I last saw him when he was the gracious host of a class reunion in his home in Greenhills. I learned that he was a biking and outdoors enthusiast like me. We had been planning on doing something together, but that never happened. His family thinks he was infected in a barbershop in Greenhills in March when that area was the site of an early cluster of infections.

I once posted on Facebook about a near-death experience in El Nido when I was chased into the sea by a pack of Dobermans kept as watchdogs on what I thought was a deserted beach. Gene posted long comments advising me about my legal options in terms of filing a criminal complaint against the owner of the dogs. He knew my rights, and wanted me to stand up for them. That was Gene.

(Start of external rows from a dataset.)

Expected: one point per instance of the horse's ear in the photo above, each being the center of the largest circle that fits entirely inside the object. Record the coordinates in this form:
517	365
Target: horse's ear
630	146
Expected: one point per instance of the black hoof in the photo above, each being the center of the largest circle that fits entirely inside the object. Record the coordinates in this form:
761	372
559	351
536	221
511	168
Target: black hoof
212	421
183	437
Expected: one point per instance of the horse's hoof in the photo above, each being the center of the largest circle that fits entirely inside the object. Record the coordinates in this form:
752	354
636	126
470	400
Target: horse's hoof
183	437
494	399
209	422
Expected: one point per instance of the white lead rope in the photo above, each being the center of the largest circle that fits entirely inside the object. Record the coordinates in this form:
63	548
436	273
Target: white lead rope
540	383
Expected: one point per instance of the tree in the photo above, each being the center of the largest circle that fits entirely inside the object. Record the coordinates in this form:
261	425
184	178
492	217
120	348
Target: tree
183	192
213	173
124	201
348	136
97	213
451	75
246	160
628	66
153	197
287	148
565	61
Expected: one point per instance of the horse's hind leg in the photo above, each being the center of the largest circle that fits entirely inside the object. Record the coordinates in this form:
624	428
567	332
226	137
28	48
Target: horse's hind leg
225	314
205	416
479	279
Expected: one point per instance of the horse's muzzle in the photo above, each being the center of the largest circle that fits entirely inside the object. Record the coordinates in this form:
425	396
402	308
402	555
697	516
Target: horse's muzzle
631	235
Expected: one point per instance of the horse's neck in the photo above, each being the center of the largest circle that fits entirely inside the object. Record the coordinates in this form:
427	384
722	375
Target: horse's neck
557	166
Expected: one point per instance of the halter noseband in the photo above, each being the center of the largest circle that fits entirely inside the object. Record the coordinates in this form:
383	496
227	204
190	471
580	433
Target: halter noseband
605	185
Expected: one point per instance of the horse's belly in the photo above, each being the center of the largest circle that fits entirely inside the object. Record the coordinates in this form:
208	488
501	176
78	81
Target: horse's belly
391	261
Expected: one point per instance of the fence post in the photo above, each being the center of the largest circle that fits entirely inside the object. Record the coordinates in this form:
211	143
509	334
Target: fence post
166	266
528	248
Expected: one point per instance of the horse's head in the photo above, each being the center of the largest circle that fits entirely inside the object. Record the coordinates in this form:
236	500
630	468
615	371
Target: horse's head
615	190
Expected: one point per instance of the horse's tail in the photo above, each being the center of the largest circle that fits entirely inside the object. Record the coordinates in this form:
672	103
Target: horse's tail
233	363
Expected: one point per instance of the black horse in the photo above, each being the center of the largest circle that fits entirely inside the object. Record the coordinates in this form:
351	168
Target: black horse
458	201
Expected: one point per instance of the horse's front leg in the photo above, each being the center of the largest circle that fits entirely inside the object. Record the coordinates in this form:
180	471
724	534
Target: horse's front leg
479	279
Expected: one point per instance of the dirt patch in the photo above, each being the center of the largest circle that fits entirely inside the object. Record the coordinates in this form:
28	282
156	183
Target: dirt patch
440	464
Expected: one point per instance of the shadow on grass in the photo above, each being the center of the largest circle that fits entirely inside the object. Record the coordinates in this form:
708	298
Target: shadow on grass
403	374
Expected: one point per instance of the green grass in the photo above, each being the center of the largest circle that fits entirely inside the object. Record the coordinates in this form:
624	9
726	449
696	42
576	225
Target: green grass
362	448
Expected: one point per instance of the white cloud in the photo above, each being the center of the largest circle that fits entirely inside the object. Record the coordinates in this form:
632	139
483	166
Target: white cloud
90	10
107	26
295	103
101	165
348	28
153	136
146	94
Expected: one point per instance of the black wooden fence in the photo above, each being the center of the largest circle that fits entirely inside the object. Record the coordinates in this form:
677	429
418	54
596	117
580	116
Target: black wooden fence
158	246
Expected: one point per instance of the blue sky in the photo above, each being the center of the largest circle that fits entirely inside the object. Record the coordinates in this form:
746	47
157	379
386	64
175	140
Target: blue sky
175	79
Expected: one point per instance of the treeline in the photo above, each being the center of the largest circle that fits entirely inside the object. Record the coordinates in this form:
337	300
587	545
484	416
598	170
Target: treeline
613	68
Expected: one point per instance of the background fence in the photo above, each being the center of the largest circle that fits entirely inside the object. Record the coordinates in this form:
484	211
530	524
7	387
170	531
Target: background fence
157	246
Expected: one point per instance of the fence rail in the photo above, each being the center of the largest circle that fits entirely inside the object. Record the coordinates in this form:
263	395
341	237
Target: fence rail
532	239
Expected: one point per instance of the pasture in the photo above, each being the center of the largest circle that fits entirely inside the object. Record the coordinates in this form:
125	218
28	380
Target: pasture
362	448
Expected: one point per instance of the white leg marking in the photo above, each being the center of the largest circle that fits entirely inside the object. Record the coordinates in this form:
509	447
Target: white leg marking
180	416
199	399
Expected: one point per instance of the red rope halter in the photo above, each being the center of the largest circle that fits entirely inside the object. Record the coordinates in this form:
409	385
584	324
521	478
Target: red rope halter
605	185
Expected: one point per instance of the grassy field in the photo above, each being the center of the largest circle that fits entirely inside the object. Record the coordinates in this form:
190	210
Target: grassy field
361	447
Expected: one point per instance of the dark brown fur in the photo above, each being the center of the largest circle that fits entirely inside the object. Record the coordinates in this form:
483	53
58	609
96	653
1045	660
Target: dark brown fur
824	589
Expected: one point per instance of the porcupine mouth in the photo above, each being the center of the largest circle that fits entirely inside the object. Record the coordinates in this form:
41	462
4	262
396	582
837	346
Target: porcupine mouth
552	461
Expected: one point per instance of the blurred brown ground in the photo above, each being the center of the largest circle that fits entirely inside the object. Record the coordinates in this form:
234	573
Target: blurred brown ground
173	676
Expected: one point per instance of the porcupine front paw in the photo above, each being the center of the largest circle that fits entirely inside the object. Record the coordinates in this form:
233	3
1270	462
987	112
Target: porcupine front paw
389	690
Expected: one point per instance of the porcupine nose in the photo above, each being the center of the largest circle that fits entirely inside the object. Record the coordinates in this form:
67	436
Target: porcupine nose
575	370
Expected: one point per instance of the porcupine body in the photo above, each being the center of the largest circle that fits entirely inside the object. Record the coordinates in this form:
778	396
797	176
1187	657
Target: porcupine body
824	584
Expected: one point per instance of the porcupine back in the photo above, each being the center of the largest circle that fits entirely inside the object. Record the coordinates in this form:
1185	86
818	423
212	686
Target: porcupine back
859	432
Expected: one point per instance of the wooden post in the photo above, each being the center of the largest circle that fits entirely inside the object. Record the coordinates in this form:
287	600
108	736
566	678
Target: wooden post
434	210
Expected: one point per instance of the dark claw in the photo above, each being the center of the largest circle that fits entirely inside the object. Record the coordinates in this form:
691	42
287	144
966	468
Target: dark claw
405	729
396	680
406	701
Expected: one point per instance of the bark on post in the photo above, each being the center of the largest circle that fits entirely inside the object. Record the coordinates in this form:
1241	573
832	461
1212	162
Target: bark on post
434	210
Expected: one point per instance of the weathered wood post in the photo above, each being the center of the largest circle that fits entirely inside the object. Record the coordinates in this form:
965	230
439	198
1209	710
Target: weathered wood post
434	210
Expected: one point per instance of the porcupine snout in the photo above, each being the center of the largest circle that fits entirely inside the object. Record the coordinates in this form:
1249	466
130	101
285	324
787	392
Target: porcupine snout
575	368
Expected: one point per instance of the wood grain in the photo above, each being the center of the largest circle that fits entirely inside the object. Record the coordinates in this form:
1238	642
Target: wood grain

Former senator Heherson Alvarez

Sen. Alvarez and I did not start out as friends. In fact, ever since he was one of the senators who humiliated my father during Senate confirmation hearings in the late 1980s, I had harbored a simmering contempt. My father had been a Marcos-era diplomat assigned to the US when Alvarez then was a political exile who lobbied against the Marcos government and protested at diplomatic offices in America.

One day, years later, after an official government event, we found ourselves sitting beside each other in the same vehicle. He looked at me with genuine warmth and asked about my father, without a hint of rancor. We buried the hatchet without ever discussing those heated hearings.

Since then I only thought of Alvarez as one of the nation’s leading lights calling attention to the threat of climate change to vulnerable island nations like ours.

Together with Ninoy Aquino, Raul Manglapus and others, Alvarez was an important member of the exile community in the US that had kept the fire of the anti-dictatorship movement burning, until the rest of the nation followed.

In the last days of his life, I received an appeal from his family for a donation of my plasma to their desperately ill father, which only the few recovered Covid patients could give. I was determined to give my blood, which upon later reflection I realized would have been a final act of closure on a painful feud. Alas, I had not yet been given medical clearance to donate blood as tests still found fragments of the virus in my body. I heard that his family had found someone else to provide plasma, but he passed away anyway, on April 20, 2020.

I normally would have gone to the wakes of all four of these exemplary Filipinos and friends. But there weren’t any, yet another tragic and cruel hallmark of this disease.